The Maduro government, fully aware of its precarious position as heir to the internally beloved Chavez regime, has attempted to double down on the generous policies that swept Chavez into power more than a decade ago. Chavez’s largesse, however, was the beneficiary of largely well-managed and productive oil fields, which produced a constant and growing revenue stream to finance such programs.
The world has changed since Chavez and his Fifth Republic Movement began their economic reforms in 1999 – rising oil prices encouraged over production for a number of years in Venezuela, but growing social programs meant a larger portion of revenues were channeled away from reinvestment into the fields, extraction technology, or new discovery. As a result, the country’s oil production has declined from 3.2 million barrels per day in 2001 to 2.2 million barrels a day in 2010 – a stark reduction. The decline forced Chavez in his later years to borrow increasing amounts to finance social spending, including from oil-hungry China. Under Maduro, this debt has come due, and now the country must redirect more than half of its oil exports to China for free, as debt repayment – eliminating an even larger portion of revenue and reinvestment, and forcing more borrowing.
Maduro has thus far proven predictably unwilling to stake his government on reining in overspending, and instead has encouraged a policy of misdirection and deliberate mismanagement to distract the domestic population. Understandably, this tenuous despot, like so many before him confronted by economic malaise, has chosen to embrace inflation as a way of financing the very programs which keep him in power. The expansion of the monetary base, as seen by Maduro, happily has the multiple effects of reducing debts denominated in Venezuelan bolivars, offering a new source of cash for social spending, and creating scapegoats among the business community due to price increases so as to encourage the seizing of goods and potentially large-scale nationalizations, thereby injecting yet more funds into his government. It is doubtful that his citizens are quite so sanguine.

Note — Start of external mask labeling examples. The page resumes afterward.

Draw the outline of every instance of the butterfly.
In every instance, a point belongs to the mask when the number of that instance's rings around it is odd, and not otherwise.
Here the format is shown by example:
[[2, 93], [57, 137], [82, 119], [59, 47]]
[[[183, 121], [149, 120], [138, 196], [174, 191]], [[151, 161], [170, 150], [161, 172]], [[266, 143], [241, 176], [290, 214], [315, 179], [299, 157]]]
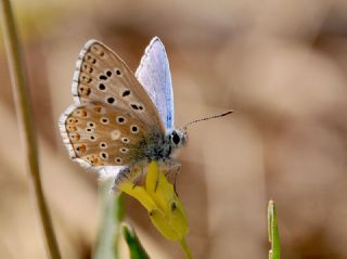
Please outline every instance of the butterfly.
[[179, 168], [175, 154], [187, 142], [187, 126], [174, 127], [174, 92], [165, 47], [155, 37], [133, 74], [110, 48], [89, 40], [79, 53], [70, 105], [59, 128], [69, 156], [113, 177], [115, 186], [141, 176], [151, 160]]

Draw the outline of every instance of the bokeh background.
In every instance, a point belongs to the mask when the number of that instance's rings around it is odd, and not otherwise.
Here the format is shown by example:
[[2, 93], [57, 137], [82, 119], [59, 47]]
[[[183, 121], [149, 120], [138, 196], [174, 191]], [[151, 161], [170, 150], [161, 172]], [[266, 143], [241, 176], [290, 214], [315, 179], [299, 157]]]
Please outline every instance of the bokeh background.
[[[64, 258], [90, 258], [97, 176], [68, 159], [57, 118], [78, 53], [95, 38], [136, 69], [152, 37], [171, 66], [177, 126], [194, 125], [178, 192], [196, 258], [266, 258], [278, 205], [283, 258], [347, 258], [347, 2], [344, 0], [13, 1], [24, 44], [44, 191]], [[0, 42], [0, 257], [47, 258], [29, 197]], [[153, 258], [183, 258], [127, 199]], [[124, 258], [127, 258], [124, 256]]]

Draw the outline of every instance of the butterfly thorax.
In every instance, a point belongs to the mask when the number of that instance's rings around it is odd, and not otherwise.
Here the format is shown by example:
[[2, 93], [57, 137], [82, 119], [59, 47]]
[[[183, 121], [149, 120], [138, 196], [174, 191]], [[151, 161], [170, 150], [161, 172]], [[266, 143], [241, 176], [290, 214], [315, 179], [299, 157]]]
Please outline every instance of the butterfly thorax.
[[172, 130], [167, 133], [162, 133], [153, 130], [150, 133], [142, 135], [137, 146], [132, 148], [132, 160], [139, 163], [142, 160], [158, 160], [164, 161], [171, 159], [176, 151], [185, 143], [185, 133], [179, 130]]

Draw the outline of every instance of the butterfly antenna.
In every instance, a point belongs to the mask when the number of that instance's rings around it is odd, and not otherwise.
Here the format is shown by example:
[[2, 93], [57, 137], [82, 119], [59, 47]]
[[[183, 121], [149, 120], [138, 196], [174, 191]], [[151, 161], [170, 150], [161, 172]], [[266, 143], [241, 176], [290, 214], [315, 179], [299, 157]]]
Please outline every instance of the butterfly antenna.
[[205, 121], [205, 120], [209, 120], [209, 119], [215, 119], [215, 118], [219, 118], [219, 117], [223, 117], [227, 116], [229, 114], [232, 114], [234, 111], [227, 111], [224, 113], [221, 114], [217, 114], [217, 115], [213, 115], [213, 116], [208, 116], [208, 117], [204, 117], [204, 118], [200, 118], [200, 119], [194, 119], [193, 121], [188, 122], [187, 125], [183, 126], [183, 129], [187, 130], [188, 126], [200, 122], [200, 121]]

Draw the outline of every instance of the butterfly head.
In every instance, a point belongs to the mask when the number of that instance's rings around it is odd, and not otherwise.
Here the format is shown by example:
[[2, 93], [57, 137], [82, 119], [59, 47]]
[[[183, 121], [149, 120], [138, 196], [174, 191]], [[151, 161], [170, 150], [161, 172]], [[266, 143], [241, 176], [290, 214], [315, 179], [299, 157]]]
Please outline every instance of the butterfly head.
[[187, 131], [181, 129], [174, 129], [169, 133], [169, 140], [172, 147], [182, 147], [187, 141]]

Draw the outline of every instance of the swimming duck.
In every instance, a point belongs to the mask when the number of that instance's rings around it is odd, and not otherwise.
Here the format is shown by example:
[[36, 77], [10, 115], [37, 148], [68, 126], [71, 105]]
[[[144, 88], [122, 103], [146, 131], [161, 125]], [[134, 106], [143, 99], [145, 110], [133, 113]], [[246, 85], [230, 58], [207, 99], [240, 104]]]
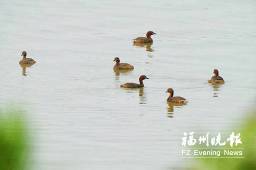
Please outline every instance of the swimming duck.
[[19, 61], [19, 64], [34, 64], [36, 62], [32, 58], [26, 58], [27, 53], [25, 51], [22, 52], [22, 56], [23, 56], [22, 60]]
[[139, 80], [140, 81], [140, 84], [134, 83], [126, 83], [125, 84], [122, 84], [120, 86], [120, 87], [123, 88], [140, 88], [143, 87], [144, 84], [143, 83], [143, 80], [145, 79], [149, 79], [145, 75], [140, 76]]
[[167, 99], [167, 102], [176, 103], [186, 103], [187, 101], [182, 97], [174, 97], [174, 90], [172, 88], [169, 88], [166, 92], [170, 93], [169, 97]]
[[209, 80], [208, 81], [208, 83], [224, 83], [225, 81], [221, 77], [219, 76], [219, 71], [218, 69], [215, 69], [214, 70], [214, 74], [215, 75], [215, 76], [211, 77], [211, 80]]
[[151, 38], [151, 35], [154, 34], [157, 34], [154, 32], [150, 31], [146, 33], [146, 37], [139, 37], [133, 39], [133, 43], [148, 43], [148, 42], [153, 42], [153, 40]]
[[116, 57], [113, 61], [116, 62], [116, 64], [113, 68], [114, 69], [133, 69], [133, 66], [125, 63], [120, 63], [120, 59], [118, 57]]

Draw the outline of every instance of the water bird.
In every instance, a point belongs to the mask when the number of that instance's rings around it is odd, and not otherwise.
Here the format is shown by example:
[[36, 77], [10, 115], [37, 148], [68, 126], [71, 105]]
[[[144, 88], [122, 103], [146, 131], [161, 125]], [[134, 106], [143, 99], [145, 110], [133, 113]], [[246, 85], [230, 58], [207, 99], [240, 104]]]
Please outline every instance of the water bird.
[[148, 78], [146, 77], [145, 75], [140, 76], [139, 80], [140, 82], [140, 84], [134, 83], [126, 83], [125, 84], [122, 84], [120, 86], [120, 87], [123, 88], [140, 88], [143, 87], [144, 84], [143, 83], [143, 80], [145, 79], [149, 79]]
[[180, 96], [174, 97], [174, 90], [172, 88], [169, 88], [166, 92], [170, 93], [169, 97], [167, 99], [167, 102], [176, 103], [186, 103], [188, 101], [184, 98]]
[[124, 70], [124, 69], [130, 69], [132, 70], [134, 68], [133, 66], [131, 65], [131, 64], [127, 64], [127, 63], [120, 63], [120, 59], [118, 57], [116, 57], [114, 59], [113, 61], [116, 62], [116, 64], [114, 66], [113, 69], [114, 70], [116, 69], [121, 69], [121, 70]]
[[152, 31], [147, 32], [146, 34], [146, 37], [139, 37], [133, 39], [134, 43], [141, 43], [153, 42], [153, 39], [151, 36], [154, 34], [157, 34]]
[[22, 60], [19, 61], [19, 64], [20, 65], [23, 64], [30, 64], [32, 65], [35, 64], [36, 62], [32, 58], [26, 58], [27, 53], [24, 51], [22, 52], [22, 56], [23, 56]]
[[214, 74], [215, 75], [212, 76], [210, 80], [208, 81], [209, 83], [218, 83], [223, 84], [225, 83], [225, 81], [221, 77], [219, 76], [219, 71], [217, 69], [214, 70]]

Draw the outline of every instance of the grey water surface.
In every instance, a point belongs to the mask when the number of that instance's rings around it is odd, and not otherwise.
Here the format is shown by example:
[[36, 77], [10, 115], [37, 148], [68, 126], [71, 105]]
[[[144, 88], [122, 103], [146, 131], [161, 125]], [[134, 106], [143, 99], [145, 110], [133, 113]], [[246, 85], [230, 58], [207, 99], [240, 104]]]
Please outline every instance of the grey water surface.
[[[183, 132], [231, 132], [255, 104], [254, 0], [11, 0], [0, 10], [0, 105], [28, 113], [33, 169], [182, 168]], [[152, 45], [133, 45], [149, 30]], [[23, 51], [37, 63], [20, 67]], [[116, 57], [134, 70], [115, 72]], [[214, 69], [225, 84], [207, 83]], [[119, 87], [141, 75], [143, 89]], [[169, 87], [188, 104], [168, 105]]]

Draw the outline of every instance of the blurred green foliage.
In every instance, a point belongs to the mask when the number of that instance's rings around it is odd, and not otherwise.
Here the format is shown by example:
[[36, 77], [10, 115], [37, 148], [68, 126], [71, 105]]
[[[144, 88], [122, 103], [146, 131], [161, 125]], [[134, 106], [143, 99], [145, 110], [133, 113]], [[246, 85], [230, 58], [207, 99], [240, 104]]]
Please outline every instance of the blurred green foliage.
[[0, 110], [0, 169], [28, 169], [28, 131], [20, 111]]

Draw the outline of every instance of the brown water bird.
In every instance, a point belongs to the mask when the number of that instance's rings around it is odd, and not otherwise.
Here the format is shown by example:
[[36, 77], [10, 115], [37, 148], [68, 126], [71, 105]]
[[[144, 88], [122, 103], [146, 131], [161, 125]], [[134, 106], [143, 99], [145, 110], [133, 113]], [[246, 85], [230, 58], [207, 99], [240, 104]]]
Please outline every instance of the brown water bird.
[[146, 33], [146, 37], [139, 37], [133, 39], [134, 43], [148, 43], [153, 42], [153, 39], [151, 38], [151, 35], [157, 34], [154, 32], [150, 31]]
[[23, 56], [22, 60], [19, 61], [19, 64], [34, 64], [36, 62], [32, 58], [26, 58], [27, 53], [25, 51], [22, 52], [22, 56]]
[[114, 59], [113, 61], [116, 62], [116, 64], [114, 66], [113, 68], [114, 69], [130, 69], [132, 70], [134, 69], [133, 66], [131, 64], [125, 63], [120, 63], [120, 59], [118, 57], [116, 57]]
[[167, 99], [167, 102], [176, 103], [186, 103], [187, 101], [180, 96], [174, 97], [174, 90], [172, 88], [169, 88], [166, 92], [170, 93], [169, 97]]
[[215, 75], [215, 76], [211, 77], [210, 80], [208, 81], [208, 83], [218, 83], [218, 84], [222, 84], [224, 83], [225, 81], [221, 77], [219, 76], [219, 71], [218, 69], [215, 69], [214, 70], [214, 74]]
[[140, 84], [134, 83], [126, 83], [124, 84], [122, 84], [120, 86], [120, 87], [128, 88], [140, 88], [143, 87], [144, 84], [143, 83], [143, 80], [149, 79], [145, 75], [140, 76], [139, 80], [140, 81]]

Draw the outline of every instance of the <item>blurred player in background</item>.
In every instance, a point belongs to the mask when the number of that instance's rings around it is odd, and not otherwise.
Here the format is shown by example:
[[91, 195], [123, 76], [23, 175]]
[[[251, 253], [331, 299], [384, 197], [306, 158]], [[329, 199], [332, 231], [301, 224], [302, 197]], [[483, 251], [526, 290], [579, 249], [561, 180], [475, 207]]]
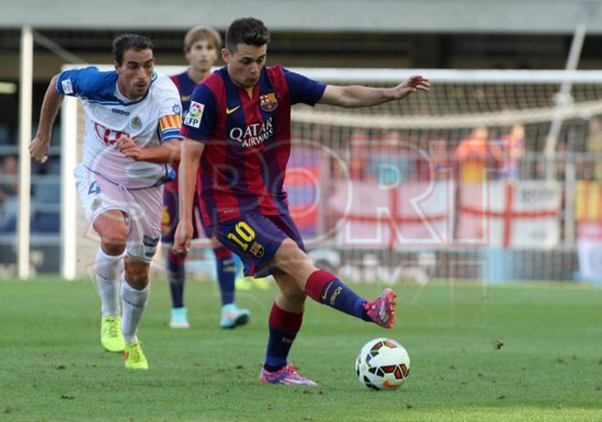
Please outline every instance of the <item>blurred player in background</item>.
[[174, 251], [185, 253], [193, 234], [197, 171], [202, 222], [238, 254], [245, 275], [271, 273], [278, 295], [269, 316], [262, 383], [316, 386], [287, 362], [301, 327], [306, 297], [364, 321], [391, 328], [395, 293], [367, 301], [338, 278], [314, 266], [288, 211], [284, 176], [291, 149], [291, 106], [317, 102], [374, 106], [428, 91], [420, 76], [390, 88], [325, 85], [280, 66], [265, 67], [269, 32], [254, 18], [237, 19], [226, 34], [226, 67], [206, 77], [191, 97], [182, 123], [180, 224]]
[[[182, 109], [188, 110], [190, 98], [194, 87], [202, 80], [211, 71], [212, 66], [217, 60], [217, 55], [222, 47], [222, 37], [213, 28], [196, 26], [188, 31], [184, 37], [184, 54], [188, 59], [188, 69], [171, 77], [171, 80], [180, 91]], [[173, 164], [174, 171], [178, 164]], [[178, 180], [170, 180], [165, 184], [163, 190], [163, 214], [161, 217], [161, 242], [169, 244], [167, 249], [167, 274], [171, 292], [171, 328], [189, 328], [187, 310], [184, 307], [184, 281], [186, 272], [184, 268], [184, 256], [176, 255], [171, 251], [173, 233], [178, 225]], [[197, 196], [195, 195], [195, 198]], [[195, 210], [198, 210], [195, 200]], [[199, 228], [202, 227], [200, 215], [192, 215], [193, 238], [198, 237]], [[234, 304], [234, 280], [236, 278], [236, 265], [234, 253], [220, 243], [208, 229], [205, 234], [211, 239], [212, 248], [215, 254], [217, 280], [222, 293], [222, 328], [234, 328], [248, 322], [251, 313], [246, 309], [238, 309]]]
[[75, 177], [86, 216], [100, 236], [95, 268], [102, 303], [101, 343], [110, 352], [125, 352], [126, 368], [148, 369], [136, 333], [161, 236], [162, 184], [175, 177], [167, 163], [180, 159], [182, 105], [170, 78], [154, 71], [149, 38], [119, 36], [113, 55], [115, 70], [88, 67], [52, 78], [29, 151], [36, 161], [46, 161], [63, 97], [79, 98], [86, 131], [84, 159]]

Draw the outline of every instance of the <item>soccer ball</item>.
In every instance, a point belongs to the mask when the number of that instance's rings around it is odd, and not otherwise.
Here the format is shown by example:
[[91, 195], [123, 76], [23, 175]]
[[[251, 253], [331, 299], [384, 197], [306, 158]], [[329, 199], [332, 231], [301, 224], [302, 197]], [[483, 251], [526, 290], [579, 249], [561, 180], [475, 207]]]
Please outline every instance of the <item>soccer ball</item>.
[[356, 359], [356, 374], [361, 384], [375, 390], [396, 390], [410, 372], [406, 349], [390, 338], [368, 342]]

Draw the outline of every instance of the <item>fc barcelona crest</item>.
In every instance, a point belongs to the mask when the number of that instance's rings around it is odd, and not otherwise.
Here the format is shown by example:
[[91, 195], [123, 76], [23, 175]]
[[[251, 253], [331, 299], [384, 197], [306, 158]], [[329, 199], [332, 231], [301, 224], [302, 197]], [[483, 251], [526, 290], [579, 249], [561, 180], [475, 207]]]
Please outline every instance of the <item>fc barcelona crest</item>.
[[269, 94], [260, 96], [259, 106], [261, 107], [261, 109], [266, 113], [275, 110], [276, 107], [278, 107], [278, 100], [275, 98], [275, 94], [270, 92]]

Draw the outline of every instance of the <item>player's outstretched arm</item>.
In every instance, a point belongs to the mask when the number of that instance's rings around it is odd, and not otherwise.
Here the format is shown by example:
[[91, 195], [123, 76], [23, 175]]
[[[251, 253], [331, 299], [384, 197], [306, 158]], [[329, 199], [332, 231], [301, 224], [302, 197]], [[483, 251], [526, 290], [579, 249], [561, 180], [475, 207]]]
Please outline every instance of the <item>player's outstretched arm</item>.
[[430, 89], [429, 79], [421, 75], [414, 75], [397, 87], [386, 88], [360, 85], [328, 85], [318, 102], [346, 108], [369, 107], [405, 98], [414, 92], [426, 92]]
[[196, 175], [204, 145], [184, 139], [182, 142], [180, 167], [178, 168], [178, 189], [180, 190], [180, 222], [173, 237], [173, 252], [185, 255], [191, 248], [193, 235], [192, 206], [196, 188]]
[[57, 92], [55, 86], [58, 75], [55, 75], [50, 80], [48, 88], [44, 95], [42, 102], [42, 111], [40, 112], [40, 120], [37, 125], [37, 133], [36, 138], [29, 144], [29, 154], [32, 159], [37, 162], [45, 162], [48, 160], [48, 148], [50, 147], [50, 139], [52, 127], [55, 124], [55, 118], [58, 114], [58, 109], [63, 102], [63, 95]]
[[135, 161], [149, 161], [157, 164], [180, 161], [179, 140], [168, 140], [159, 147], [140, 148], [131, 138], [121, 135], [117, 139], [117, 148], [123, 155]]

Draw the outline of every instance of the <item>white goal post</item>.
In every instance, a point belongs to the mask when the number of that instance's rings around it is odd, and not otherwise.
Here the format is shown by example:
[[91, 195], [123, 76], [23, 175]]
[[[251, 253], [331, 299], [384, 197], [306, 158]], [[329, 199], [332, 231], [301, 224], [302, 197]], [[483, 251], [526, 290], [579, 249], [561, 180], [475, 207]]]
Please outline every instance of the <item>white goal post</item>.
[[[69, 65], [64, 69], [84, 66], [87, 65]], [[98, 67], [105, 70], [112, 68], [107, 65]], [[182, 72], [185, 67], [158, 66], [157, 69], [174, 75]], [[433, 87], [430, 94], [412, 97], [411, 101], [405, 102], [407, 104], [399, 102], [398, 105], [396, 102], [381, 108], [353, 110], [323, 106], [295, 108], [294, 123], [302, 128], [327, 126], [349, 132], [358, 129], [434, 133], [477, 126], [547, 124], [555, 118], [586, 119], [602, 115], [602, 95], [598, 96], [602, 94], [602, 71], [290, 69], [327, 83], [368, 86], [391, 86], [410, 75], [420, 74], [428, 77]], [[566, 102], [558, 112], [554, 94], [567, 80], [579, 91], [575, 99]], [[440, 87], [445, 87], [445, 90]], [[73, 169], [82, 154], [81, 113], [78, 100], [66, 97], [61, 111], [61, 274], [67, 280], [88, 271], [87, 268], [93, 263], [97, 247], [79, 209], [73, 177]], [[306, 129], [309, 130], [300, 130]]]

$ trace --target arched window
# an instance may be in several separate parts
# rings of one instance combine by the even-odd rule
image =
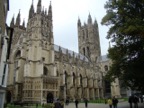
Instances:
[[[104,66],[104,69],[105,69],[105,71],[108,71],[108,66],[105,65],[105,66]]]
[[[90,56],[90,50],[89,50],[89,47],[87,47],[87,54],[88,54],[88,56]]]
[[[83,39],[85,39],[85,31],[82,30],[82,33],[83,33]]]
[[[44,67],[43,75],[48,75],[48,69],[46,67]]]
[[[83,54],[85,55],[85,48],[83,48]]]
[[[65,71],[65,85],[67,85],[67,73]]]
[[[82,75],[80,74],[80,85],[82,86]]]
[[[75,86],[75,73],[73,72],[73,85]]]
[[[56,76],[59,76],[58,70],[56,71]]]
[[[18,59],[18,58],[20,57],[20,55],[21,55],[21,52],[20,52],[20,50],[19,50],[19,51],[17,51],[17,53],[15,54],[15,59]]]

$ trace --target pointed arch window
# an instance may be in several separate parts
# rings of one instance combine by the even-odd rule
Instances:
[[[83,39],[85,39],[85,31],[82,30],[82,33],[83,33]]]
[[[85,48],[83,48],[83,54],[84,54],[84,56],[85,56]]]
[[[75,79],[76,79],[75,73],[73,72],[73,85],[74,85],[74,86],[75,86]]]
[[[47,76],[48,75],[48,69],[44,67],[43,75]]]
[[[105,65],[105,66],[104,66],[104,69],[105,69],[105,71],[108,71],[108,66]]]
[[[82,86],[83,83],[82,83],[82,75],[80,74],[80,85]]]
[[[90,49],[89,49],[89,47],[87,47],[87,54],[90,57]]]

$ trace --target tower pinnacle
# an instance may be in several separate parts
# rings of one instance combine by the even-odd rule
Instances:
[[[50,20],[52,20],[52,6],[51,6],[51,1],[50,1],[50,5],[49,5],[49,10],[48,10],[48,18]]]
[[[32,4],[29,10],[29,19],[32,18],[33,14],[34,14],[34,7],[33,7],[33,0],[32,0]]]
[[[41,13],[41,0],[39,0],[37,4],[37,13]]]
[[[78,22],[77,22],[78,27],[81,27],[81,21],[80,18],[78,17]]]
[[[90,13],[89,13],[89,16],[88,16],[88,24],[92,24],[92,18],[91,18]]]
[[[20,26],[20,9],[19,9],[19,13],[18,13],[17,18],[16,18],[16,25]]]
[[[13,15],[13,18],[11,20],[10,27],[14,27],[14,15]]]

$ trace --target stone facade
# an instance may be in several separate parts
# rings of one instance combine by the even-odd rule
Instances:
[[[20,25],[20,12],[11,21],[14,28],[8,91],[12,101],[46,102],[52,94],[60,99],[96,99],[104,97],[103,61],[98,24],[78,19],[79,53],[54,44],[52,6],[37,11],[30,7],[27,28]]]

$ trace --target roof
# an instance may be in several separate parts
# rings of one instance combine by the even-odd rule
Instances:
[[[105,61],[108,61],[109,58],[107,55],[102,55],[102,56],[99,56],[98,59],[97,59],[97,62],[105,62]]]
[[[89,62],[88,58],[80,53],[76,53],[74,51],[68,50],[66,48],[63,48],[58,45],[54,45],[54,50],[57,52],[62,52],[63,54],[70,54],[70,56],[74,56],[75,58],[80,58],[80,60],[84,60],[86,62]]]

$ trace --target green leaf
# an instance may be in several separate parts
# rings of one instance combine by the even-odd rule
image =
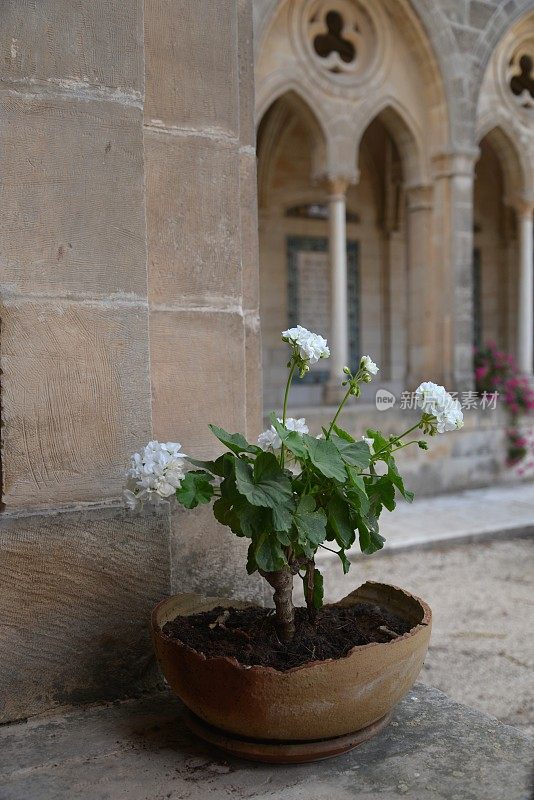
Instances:
[[[293,488],[273,453],[261,452],[254,462],[254,470],[246,461],[237,459],[236,486],[253,506],[272,509],[275,530],[289,530],[294,508]]]
[[[288,431],[281,422],[278,422],[276,414],[271,414],[271,422],[285,447],[290,450],[297,458],[307,458],[308,449],[303,439],[303,434],[298,431]]]
[[[350,500],[356,510],[365,516],[369,512],[369,498],[365,488],[365,481],[361,475],[350,467],[347,470],[349,474],[350,486],[345,487],[344,491],[347,498]]]
[[[347,442],[336,435],[332,436],[330,441],[337,447],[345,464],[359,469],[366,469],[369,466],[371,451],[366,442]]]
[[[345,464],[335,444],[326,439],[314,439],[313,436],[304,435],[308,446],[310,461],[325,478],[332,478],[338,483],[345,483],[347,473]]]
[[[318,569],[313,571],[313,606],[321,608],[324,600],[324,581]]]
[[[337,554],[338,554],[338,556],[340,558],[341,565],[343,566],[343,575],[346,575],[347,572],[350,569],[350,561],[347,558],[347,556],[345,555],[345,551],[344,550],[338,550]]]
[[[382,436],[380,431],[375,431],[372,428],[369,428],[366,431],[366,436],[368,439],[373,440],[373,450],[375,451],[375,453],[378,453],[380,450],[384,451],[383,453],[380,454],[378,460],[386,461],[389,457],[389,451],[392,447],[391,442],[388,441],[388,439],[386,439],[384,436]]]
[[[315,500],[311,495],[301,497],[293,522],[302,552],[306,558],[313,558],[326,538],[326,516],[322,509],[315,510]]]
[[[217,439],[226,445],[229,450],[237,453],[237,455],[240,453],[253,453],[256,455],[262,452],[261,447],[255,444],[249,444],[240,433],[228,433],[228,431],[225,431],[223,428],[218,428],[217,425],[210,425],[209,427]]]
[[[243,536],[241,522],[236,514],[234,504],[227,497],[219,497],[213,504],[213,516],[221,525],[226,525],[236,536]]]
[[[255,543],[254,556],[263,572],[277,572],[287,565],[282,546],[273,534],[260,534]]]
[[[344,431],[343,428],[340,428],[338,425],[334,425],[333,429],[336,436],[339,436],[340,439],[344,439],[346,442],[355,442],[356,440],[348,433]],[[365,442],[364,442],[365,444]]]
[[[350,507],[346,500],[335,494],[328,503],[327,514],[338,545],[343,548],[351,547],[356,534],[351,520]]]
[[[380,477],[374,485],[375,491],[378,492],[380,501],[388,511],[393,511],[395,508],[395,485],[392,483],[387,475]]]
[[[213,497],[213,476],[208,472],[187,472],[181,486],[176,490],[176,499],[186,508],[196,508],[209,503]]]

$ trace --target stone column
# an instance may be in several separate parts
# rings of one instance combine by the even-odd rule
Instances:
[[[349,361],[347,299],[346,192],[348,181],[334,178],[328,184],[329,252],[331,279],[330,380],[327,402],[335,403],[341,387],[343,367]]]
[[[478,149],[443,153],[434,168],[435,375],[452,391],[473,388],[473,177]]]
[[[432,257],[433,187],[406,189],[408,240],[408,354],[407,385],[413,389],[423,380],[433,380],[439,363],[438,314],[441,310],[436,280],[439,265]]]
[[[533,225],[534,204],[516,207],[519,228],[519,280],[517,298],[517,363],[525,375],[532,375],[534,336]]]

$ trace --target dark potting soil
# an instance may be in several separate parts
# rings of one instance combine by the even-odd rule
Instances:
[[[296,609],[296,633],[290,644],[276,635],[274,610],[224,609],[176,617],[163,632],[208,658],[233,656],[241,664],[287,670],[309,661],[341,658],[355,645],[390,642],[411,625],[378,605],[358,603],[348,608],[325,606],[310,622],[305,608]]]

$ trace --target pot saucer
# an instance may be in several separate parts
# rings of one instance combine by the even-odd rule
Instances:
[[[262,761],[267,764],[304,764],[308,761],[319,761],[325,758],[348,753],[362,742],[372,739],[380,733],[391,720],[391,712],[354,733],[334,736],[331,739],[316,739],[309,742],[275,742],[265,739],[248,739],[208,725],[189,709],[184,708],[183,719],[189,730],[224,750],[229,755],[244,758],[248,761]]]

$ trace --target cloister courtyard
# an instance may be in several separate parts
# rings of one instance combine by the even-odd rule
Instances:
[[[534,0],[4,0],[0,52],[0,800],[531,800]],[[255,764],[151,613],[288,647],[293,580],[432,635]]]

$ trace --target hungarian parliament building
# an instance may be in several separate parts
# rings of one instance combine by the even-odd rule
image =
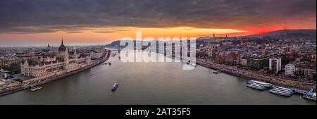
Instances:
[[[49,48],[49,45],[48,46]],[[63,39],[56,53],[47,52],[37,60],[25,60],[20,64],[21,74],[28,77],[48,77],[84,68],[92,63],[89,54],[80,54],[75,47],[68,50]]]

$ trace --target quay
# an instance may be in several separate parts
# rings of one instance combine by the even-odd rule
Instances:
[[[292,89],[302,90],[309,90],[316,87],[315,82],[304,82],[299,80],[292,80],[282,77],[275,77],[270,75],[264,75],[246,70],[238,69],[232,66],[224,65],[211,63],[205,59],[197,58],[197,63],[203,67],[211,68],[215,70],[221,70],[222,73],[233,76],[247,79],[249,80],[259,80],[267,83],[273,84],[275,86],[284,87]]]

Fundamentally, then, the inflation problem is a debt problem – if Maduro had the credibility or backbone to cut domestic entitlement programs, or perhaps if some part of the international community was willing to overlook Venezuela’s churlish attitude towards the organizations or countries that have the capacity to step in and offer the funds to stabilize the country, then what now seems like an impending derailment could instead become a bumpy, and temporary, detour. With no such resolution in sight, it seems likely Maduro’s regime, and the wreckage of a country he will likely leave behind after he is deposed, will continue to hurtle into the abyss.